The Japan Aerospace Exploration Agency (JAXA) and public broadcaster NHK have succeeded in capturing the world's first high-definition video of the moon taken from lunar orbit. The 8x time-lapse video was shot using an HDTV camera aboard the KAGUYA lunar explorer, a.k.a. SELENE (SELenological and ENgineering Explorer), while in orbit 100 kilometers (62 miles) above the lunar surface.
JAXA has posted an online version of the video, which is divided into two parts. The first part was shot on west side of the Ocean of Storms as the explorer moved from south to north, and the second part was shot from a location north of the Ocean of Storms (Oceanus Procellarum) as the explorer moved toward the north pole. The footage was taken on October 31.
Here are a few stills from the video...
This still was taken from the first part of the video, which was shot on the west side of the Ocean of Storms as KAGUYA moved from south to north. The dark area on the right side of the screen is the "ocean," and the bright area on the left is called the "highland."

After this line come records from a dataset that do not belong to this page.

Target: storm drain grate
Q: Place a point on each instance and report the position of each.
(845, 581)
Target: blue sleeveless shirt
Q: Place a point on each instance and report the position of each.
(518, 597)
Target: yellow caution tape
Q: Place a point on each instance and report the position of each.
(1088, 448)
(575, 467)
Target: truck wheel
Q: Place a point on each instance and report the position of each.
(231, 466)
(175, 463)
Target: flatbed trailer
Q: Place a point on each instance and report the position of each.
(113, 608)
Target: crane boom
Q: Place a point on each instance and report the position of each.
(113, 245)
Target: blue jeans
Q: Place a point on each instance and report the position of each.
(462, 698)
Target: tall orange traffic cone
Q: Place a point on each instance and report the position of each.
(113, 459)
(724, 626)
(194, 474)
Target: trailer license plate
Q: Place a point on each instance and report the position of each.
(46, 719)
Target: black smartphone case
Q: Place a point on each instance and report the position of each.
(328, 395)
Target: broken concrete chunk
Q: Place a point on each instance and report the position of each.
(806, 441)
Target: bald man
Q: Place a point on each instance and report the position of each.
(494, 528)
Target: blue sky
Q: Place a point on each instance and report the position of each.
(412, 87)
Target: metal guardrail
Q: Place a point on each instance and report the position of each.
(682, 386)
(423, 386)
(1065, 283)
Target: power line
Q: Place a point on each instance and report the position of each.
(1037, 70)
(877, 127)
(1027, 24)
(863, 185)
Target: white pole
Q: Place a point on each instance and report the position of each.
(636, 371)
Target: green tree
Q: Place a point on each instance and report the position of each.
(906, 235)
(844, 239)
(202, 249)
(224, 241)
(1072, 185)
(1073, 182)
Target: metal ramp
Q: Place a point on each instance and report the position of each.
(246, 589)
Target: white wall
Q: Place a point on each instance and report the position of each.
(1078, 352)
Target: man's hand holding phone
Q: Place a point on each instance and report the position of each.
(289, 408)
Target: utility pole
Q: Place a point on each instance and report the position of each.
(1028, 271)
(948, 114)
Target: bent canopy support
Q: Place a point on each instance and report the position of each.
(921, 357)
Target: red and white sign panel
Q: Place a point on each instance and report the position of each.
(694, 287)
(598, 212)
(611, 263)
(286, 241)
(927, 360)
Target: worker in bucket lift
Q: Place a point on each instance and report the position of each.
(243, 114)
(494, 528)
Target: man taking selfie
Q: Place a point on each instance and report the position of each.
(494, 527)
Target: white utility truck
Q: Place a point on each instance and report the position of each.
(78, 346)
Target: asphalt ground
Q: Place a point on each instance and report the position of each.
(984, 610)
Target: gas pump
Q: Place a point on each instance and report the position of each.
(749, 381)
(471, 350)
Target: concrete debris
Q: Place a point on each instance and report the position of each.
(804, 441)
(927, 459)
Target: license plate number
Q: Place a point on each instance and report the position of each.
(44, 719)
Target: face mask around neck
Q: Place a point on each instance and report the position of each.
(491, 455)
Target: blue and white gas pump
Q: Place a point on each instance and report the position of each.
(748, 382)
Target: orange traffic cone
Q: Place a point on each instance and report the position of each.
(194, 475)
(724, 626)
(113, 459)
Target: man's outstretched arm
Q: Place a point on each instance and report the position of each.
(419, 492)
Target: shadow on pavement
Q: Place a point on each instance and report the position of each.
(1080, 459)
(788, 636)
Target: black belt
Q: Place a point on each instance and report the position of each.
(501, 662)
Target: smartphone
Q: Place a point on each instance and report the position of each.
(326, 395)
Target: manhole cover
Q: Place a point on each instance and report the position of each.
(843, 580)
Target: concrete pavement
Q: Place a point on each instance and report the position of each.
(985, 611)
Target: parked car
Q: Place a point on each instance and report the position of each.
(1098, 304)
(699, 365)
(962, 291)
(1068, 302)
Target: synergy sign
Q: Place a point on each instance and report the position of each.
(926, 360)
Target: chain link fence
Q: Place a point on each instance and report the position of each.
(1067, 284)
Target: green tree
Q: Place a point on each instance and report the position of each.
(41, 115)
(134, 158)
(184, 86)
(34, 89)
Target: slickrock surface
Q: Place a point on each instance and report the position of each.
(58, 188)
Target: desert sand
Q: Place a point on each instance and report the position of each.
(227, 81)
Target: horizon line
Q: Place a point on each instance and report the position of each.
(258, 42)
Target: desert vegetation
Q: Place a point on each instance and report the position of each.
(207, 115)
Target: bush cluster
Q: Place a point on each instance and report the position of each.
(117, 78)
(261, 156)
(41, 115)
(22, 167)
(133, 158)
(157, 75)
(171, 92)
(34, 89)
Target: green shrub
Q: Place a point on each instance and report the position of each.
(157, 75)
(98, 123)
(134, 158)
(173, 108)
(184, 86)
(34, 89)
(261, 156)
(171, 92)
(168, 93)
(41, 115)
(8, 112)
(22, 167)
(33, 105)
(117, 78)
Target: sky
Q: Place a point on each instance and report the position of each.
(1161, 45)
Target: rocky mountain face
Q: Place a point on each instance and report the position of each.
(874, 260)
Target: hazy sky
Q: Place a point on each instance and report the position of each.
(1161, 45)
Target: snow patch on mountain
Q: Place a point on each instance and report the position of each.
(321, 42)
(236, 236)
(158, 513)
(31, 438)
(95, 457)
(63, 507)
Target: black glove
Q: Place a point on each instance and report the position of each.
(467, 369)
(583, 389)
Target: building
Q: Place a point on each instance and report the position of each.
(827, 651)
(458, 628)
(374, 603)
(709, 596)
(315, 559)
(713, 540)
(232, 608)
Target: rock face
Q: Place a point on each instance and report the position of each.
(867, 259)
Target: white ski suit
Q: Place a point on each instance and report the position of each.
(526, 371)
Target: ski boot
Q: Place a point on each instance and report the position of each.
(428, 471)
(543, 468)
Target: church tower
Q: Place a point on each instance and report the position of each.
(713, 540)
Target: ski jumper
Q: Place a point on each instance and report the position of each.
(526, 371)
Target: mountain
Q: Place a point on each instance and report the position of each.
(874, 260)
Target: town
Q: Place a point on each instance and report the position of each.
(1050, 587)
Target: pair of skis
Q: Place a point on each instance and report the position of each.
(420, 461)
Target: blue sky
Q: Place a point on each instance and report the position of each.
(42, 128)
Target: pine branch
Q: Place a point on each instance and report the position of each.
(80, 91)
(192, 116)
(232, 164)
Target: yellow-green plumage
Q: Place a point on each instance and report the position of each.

This still, which also shows the west side of the Ocean of Storms, was taken from the end of the first part of the video. The Repsold crater, which measures 107 kilometers (66 miles) across, is visible in the center of the image, near the bottom.
This still, taken from the second part of video, shows an area north of the Ocean of Storms, near the north pole. At this high latitude, the low-angle sunlight casts long shadows in the craters.
The online video does not include the much-anticipated shot of the earth rising over the lunar horizon, but perhaps NHK is saving it for when they broadcast the footage in its full, high-definition glory.